Online advertising – the business model that made Big Tech’s fortune – is under attack. Legislators and regulators on various levels take stabs at the incumbent platforms, with competition or privacy motives. Around the corner is new European legislation such as the ePrivacy-regulation and the Digital Services Act that may further restrict Silicon Valley’s profitable trade in our personal data. Yes, it is called advertising, but personalised ads are of course more like selling personal data making sure the ad is seen by the potentially most profitable eyeballs. Surveillance and privacy violation are the foundation of freenomics, not a side effect. However, other problems may be greater still. (And there is an answer, read on!)
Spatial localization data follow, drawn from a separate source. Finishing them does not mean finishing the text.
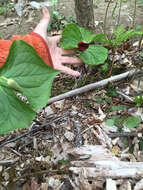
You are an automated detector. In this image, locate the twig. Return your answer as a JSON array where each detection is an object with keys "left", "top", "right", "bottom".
[
  {"left": 0, "top": 160, "right": 14, "bottom": 165},
  {"left": 0, "top": 113, "right": 69, "bottom": 148},
  {"left": 116, "top": 90, "right": 133, "bottom": 102},
  {"left": 108, "top": 132, "right": 139, "bottom": 138},
  {"left": 48, "top": 69, "right": 141, "bottom": 105}
]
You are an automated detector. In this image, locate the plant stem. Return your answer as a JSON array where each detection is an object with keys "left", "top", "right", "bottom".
[
  {"left": 139, "top": 34, "right": 143, "bottom": 49},
  {"left": 112, "top": 0, "right": 118, "bottom": 19},
  {"left": 117, "top": 0, "right": 122, "bottom": 26},
  {"left": 108, "top": 47, "right": 116, "bottom": 76},
  {"left": 104, "top": 0, "right": 113, "bottom": 34},
  {"left": 132, "top": 0, "right": 137, "bottom": 29}
]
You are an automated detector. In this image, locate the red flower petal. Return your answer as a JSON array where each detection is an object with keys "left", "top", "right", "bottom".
[{"left": 78, "top": 41, "right": 89, "bottom": 51}]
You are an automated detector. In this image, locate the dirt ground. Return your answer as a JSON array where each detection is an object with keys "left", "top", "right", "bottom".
[{"left": 0, "top": 0, "right": 143, "bottom": 40}]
Disruptive innovation based on free/ad-based/surveillance economy business models is like the famous cartoon of the man sawing off the branch he sits on. Somebody has to buy the ads the fill the platforms’ bank accounts. As one industry after another is disrupted by those same platforms, other players must arrive to buy the ads. Perhaps new industries can fill the gap but the problem with disruption remains. The advertising model may be time-limited for that reason.
A few years ago, I had the chance to talk to Professor Hal Varian, chief economist at Google and the architect of the AdWords-auction system that provides such a big chunk of Google’s revenue from search ads. He offered a different reason why ads may not live forever: fatigue. Attention is scarce and we want fewer ads rather than more. Then he said “Google may move to paid services” (Netopia has not received enough credit for this scoop, in my humble opinion!)
Regulation, disruption, fatigue… if ads are doomed, must we start paying for e-mail, storage and images sharing? Not so fast, there is a better free. Pioneered by the games industry, the free-to-play or freemium model combines the best of both worlds. Most players play for free, some choose to pay for special features or in-game content. No surveillance, the integrity of the supplier-customer relationship remains intact. Real money from actual consumers. The games industry is hugely successful, expected to grow from 150 Billion dollars in 2019 to more than 250 Billion in 2025 according to forecasts. There is little reason the freemium model could not be applied to other digital offers besides games.
The European policy-makers may take note that the games industry is one of Europe’s few digital champions. Want to find the next digital business model? Look no further.